Her name is Elsie, she’s 86 and she is hard-of hearing. Tonight, she sits at a table in an elegant hall, the lights are low and a handful of dancers have just finished a waltz.
Across the dance floor, a projection screen is set up. Elsie pushes aside a desert plate and leans forward. She’s been looking forward to this day for a long time. It’s the wedding of her first great-grandchild, Todd. Her son, Richard, told her there’d be a video and that there’d a surprise for her in the video. She has no idea of what that might be, but she can’t wait.
So far, it’s been a wonderful day, though a bit difficult. Elsie lost her husband three years ago and she still feels awkward in public without him. The lights dim and she settles in for the show. She doesn’t know it yet, but the surprise awaiting her is bigger than either her or her son Richard can know.
The surprise will a Sign.
The first frame on the screen, to Elsie’s surprise, it’s a shot of her husband Jack. He’s in his uniform. His eyes are bright, his face so young. In the net frame, he is holding a baby. It is Ricky? It must be Ricky. Now another picture. Tears well in her eyes and blur the outlines of their house on Greenlawn Avenue. She blinks away the tears to see a boy on a tricycle. Is it Ricky? No, it’s Todd.
The pictures keep changing. The people around her are laughing and talking and she wishes they’d be quiet. Don’t they see? Don’t they see how important this is? This is her life, all the love of her life. And that’s when it happens!
She’s not sure if anyone else sees it, but she does. And that’s all that matters.
There, on the screen, a stone chapel set amid palm trees, the Pacific Ocean in the background. A young woman with dark skin and a blue veil stands at the chapel door holding a silver plate. The woman turns the tray and there, in the silver frame is another image of Jack. But it’s more than an image, it’s real! Jack’s been injured and he is kneeling inside the stone chapel, praying.
Elsie can read his thoughts. He’s praying for her and he wants to come home…and Elsie knows why. It’s because they have a baby on the way and Jack’s begging God to heal his wound so he can be the husband and father he longs to be.
Elsie is transfixed.
Jack stands, hobbles up the aisle and lights a candle.
Elsie leans back in her chair, overwhelmed.
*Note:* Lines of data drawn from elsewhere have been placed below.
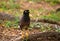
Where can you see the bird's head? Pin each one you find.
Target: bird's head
(26, 12)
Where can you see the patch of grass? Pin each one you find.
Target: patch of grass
(34, 0)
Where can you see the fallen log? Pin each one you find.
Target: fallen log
(45, 36)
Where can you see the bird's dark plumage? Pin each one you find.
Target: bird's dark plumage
(25, 20)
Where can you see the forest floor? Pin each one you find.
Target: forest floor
(12, 34)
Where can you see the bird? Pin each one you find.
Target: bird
(25, 20)
(58, 10)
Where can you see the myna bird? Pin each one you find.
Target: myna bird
(25, 20)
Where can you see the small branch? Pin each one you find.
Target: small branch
(47, 21)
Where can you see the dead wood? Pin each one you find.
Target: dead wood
(45, 36)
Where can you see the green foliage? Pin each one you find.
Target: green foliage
(53, 2)
(9, 5)
(53, 16)
(35, 0)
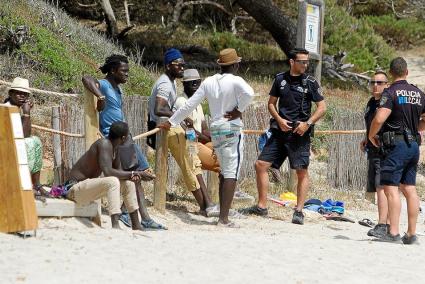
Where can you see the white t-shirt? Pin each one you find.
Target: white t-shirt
(163, 88)
(197, 115)
(224, 92)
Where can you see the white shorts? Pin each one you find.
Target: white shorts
(229, 150)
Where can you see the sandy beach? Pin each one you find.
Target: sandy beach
(193, 250)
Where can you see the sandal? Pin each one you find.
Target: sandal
(230, 225)
(367, 222)
(151, 225)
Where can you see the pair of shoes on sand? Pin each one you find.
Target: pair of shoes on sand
(406, 239)
(214, 211)
(148, 225)
(297, 217)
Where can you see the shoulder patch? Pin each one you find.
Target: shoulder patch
(311, 78)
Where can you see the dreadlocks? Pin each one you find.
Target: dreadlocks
(113, 62)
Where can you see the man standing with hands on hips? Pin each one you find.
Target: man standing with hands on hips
(290, 105)
(401, 107)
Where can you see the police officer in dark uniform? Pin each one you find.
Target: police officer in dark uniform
(377, 84)
(289, 104)
(400, 109)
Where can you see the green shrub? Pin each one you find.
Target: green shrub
(401, 33)
(365, 48)
(248, 50)
(61, 50)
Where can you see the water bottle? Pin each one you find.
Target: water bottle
(192, 141)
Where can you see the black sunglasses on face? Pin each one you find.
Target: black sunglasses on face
(194, 82)
(178, 64)
(304, 62)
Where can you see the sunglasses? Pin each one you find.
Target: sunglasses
(193, 82)
(178, 64)
(379, 83)
(304, 62)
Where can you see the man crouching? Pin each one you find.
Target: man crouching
(85, 185)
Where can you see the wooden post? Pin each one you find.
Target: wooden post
(127, 14)
(292, 181)
(213, 183)
(91, 128)
(17, 206)
(91, 120)
(311, 14)
(57, 156)
(161, 168)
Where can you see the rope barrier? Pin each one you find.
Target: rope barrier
(319, 132)
(38, 91)
(153, 131)
(56, 131)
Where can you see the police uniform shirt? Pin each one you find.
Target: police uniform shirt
(407, 104)
(295, 95)
(371, 107)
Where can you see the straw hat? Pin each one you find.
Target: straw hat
(228, 56)
(191, 75)
(20, 84)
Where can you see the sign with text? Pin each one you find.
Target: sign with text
(312, 28)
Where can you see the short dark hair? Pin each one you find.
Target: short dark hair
(113, 62)
(118, 129)
(398, 67)
(377, 72)
(294, 52)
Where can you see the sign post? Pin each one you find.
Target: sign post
(310, 36)
(311, 14)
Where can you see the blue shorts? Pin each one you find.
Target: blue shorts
(399, 166)
(282, 145)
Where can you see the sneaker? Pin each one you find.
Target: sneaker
(213, 211)
(230, 225)
(236, 215)
(242, 196)
(389, 238)
(409, 240)
(254, 210)
(378, 231)
(298, 217)
(125, 218)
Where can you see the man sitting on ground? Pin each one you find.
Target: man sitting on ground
(85, 185)
(110, 106)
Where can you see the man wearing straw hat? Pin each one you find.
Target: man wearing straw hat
(19, 93)
(228, 96)
(290, 105)
(161, 103)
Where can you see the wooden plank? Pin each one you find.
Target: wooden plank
(91, 128)
(91, 119)
(54, 207)
(213, 183)
(17, 210)
(57, 156)
(161, 168)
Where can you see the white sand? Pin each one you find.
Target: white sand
(195, 251)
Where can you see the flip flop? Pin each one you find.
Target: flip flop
(151, 225)
(366, 222)
(338, 218)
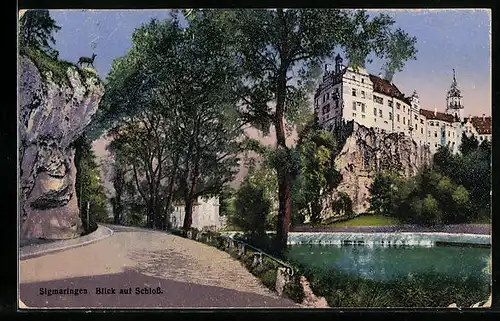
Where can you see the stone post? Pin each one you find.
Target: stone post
(282, 279)
(241, 249)
(257, 259)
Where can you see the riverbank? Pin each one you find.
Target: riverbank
(484, 229)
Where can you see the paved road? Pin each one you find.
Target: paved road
(182, 273)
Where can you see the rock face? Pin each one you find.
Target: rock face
(370, 150)
(51, 116)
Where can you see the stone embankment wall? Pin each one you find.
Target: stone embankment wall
(52, 114)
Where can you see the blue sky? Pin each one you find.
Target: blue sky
(446, 39)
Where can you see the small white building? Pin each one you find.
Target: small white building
(205, 214)
(352, 94)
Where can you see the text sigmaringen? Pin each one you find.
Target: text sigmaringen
(100, 291)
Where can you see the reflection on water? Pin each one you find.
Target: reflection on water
(385, 263)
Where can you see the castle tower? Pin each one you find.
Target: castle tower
(454, 100)
(338, 64)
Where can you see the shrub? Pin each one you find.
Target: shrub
(294, 290)
(268, 278)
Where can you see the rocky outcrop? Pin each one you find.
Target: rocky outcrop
(368, 151)
(52, 115)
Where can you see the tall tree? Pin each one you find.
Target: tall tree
(173, 97)
(317, 149)
(280, 52)
(36, 29)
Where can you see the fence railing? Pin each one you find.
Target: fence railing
(242, 246)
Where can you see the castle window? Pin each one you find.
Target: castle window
(378, 100)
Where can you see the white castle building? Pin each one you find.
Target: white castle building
(352, 94)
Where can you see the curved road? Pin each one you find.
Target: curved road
(182, 273)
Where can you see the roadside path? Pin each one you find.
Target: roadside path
(189, 275)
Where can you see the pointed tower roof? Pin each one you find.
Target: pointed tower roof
(454, 91)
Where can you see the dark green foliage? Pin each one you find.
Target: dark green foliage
(429, 198)
(318, 177)
(419, 290)
(252, 208)
(36, 30)
(343, 205)
(294, 290)
(89, 190)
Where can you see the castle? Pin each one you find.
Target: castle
(352, 94)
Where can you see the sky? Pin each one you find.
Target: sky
(457, 39)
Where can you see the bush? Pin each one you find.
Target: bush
(252, 208)
(419, 290)
(268, 278)
(294, 290)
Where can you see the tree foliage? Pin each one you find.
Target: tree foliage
(280, 51)
(172, 102)
(36, 30)
(318, 176)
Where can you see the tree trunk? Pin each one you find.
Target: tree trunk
(170, 192)
(188, 217)
(315, 211)
(284, 176)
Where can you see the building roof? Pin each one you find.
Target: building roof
(482, 125)
(385, 87)
(438, 116)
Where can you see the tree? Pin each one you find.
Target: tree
(172, 100)
(468, 144)
(88, 188)
(252, 207)
(280, 53)
(318, 177)
(36, 29)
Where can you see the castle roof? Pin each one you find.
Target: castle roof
(482, 125)
(438, 116)
(385, 87)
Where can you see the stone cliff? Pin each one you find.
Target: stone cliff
(368, 151)
(53, 112)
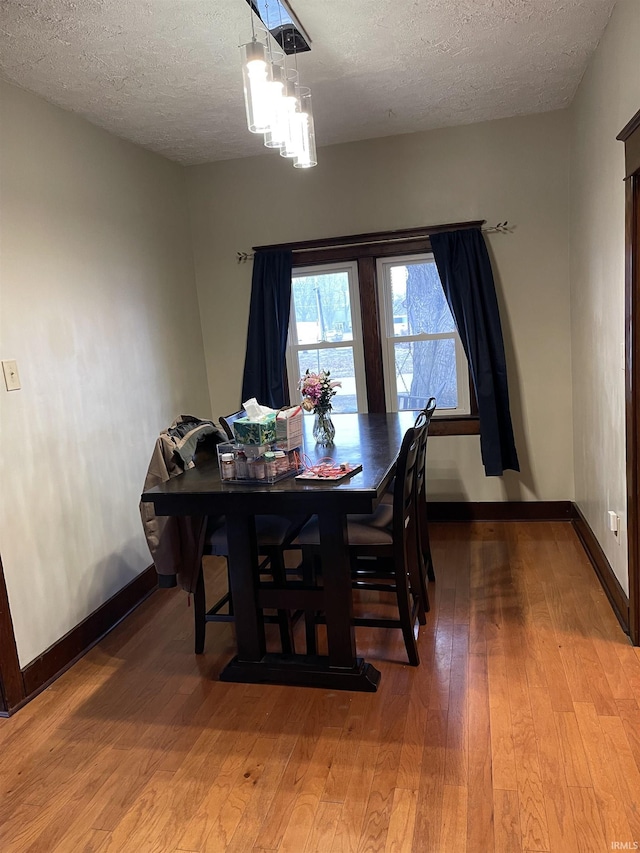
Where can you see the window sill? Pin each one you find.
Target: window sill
(455, 425)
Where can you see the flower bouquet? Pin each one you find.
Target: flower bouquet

Her hands are shaking. Maybe it’s her medication. Or maybe the woman in the blue veil was Mary.
Jack never told her about that prayer of his or that stone chapel on that island…but she knows it’s true. It was just like Jack. He relied on his faith to get him through the war and back home. The scene was just like Jack. And just like God.
Just like God to give her this sign on the night of this wedding.
The presentation comes to an end. The bride and groom dance at the center of the floor and she prays that God will fill the life of Todd and his young bride with the happiness she and Jack once knew.
And she prays that soon they will notice the signs, all the marvelous signs of love pressing upon their hearts, stacked like stones in the walls of a chapel, flowing like wine from earthen jars.
Some call it salvation, others grace. But Elsie is a Catholic and the word that comes to mind is Sacrament, a temporal encounter with of Heaven’s glory.
And, someday, she’ll be there, in Heaven. And Jack will be there. And Christ and the Blessed Mother and all the angels and saints will be there. And it’ll be like the Wedding-at-Cana all over again.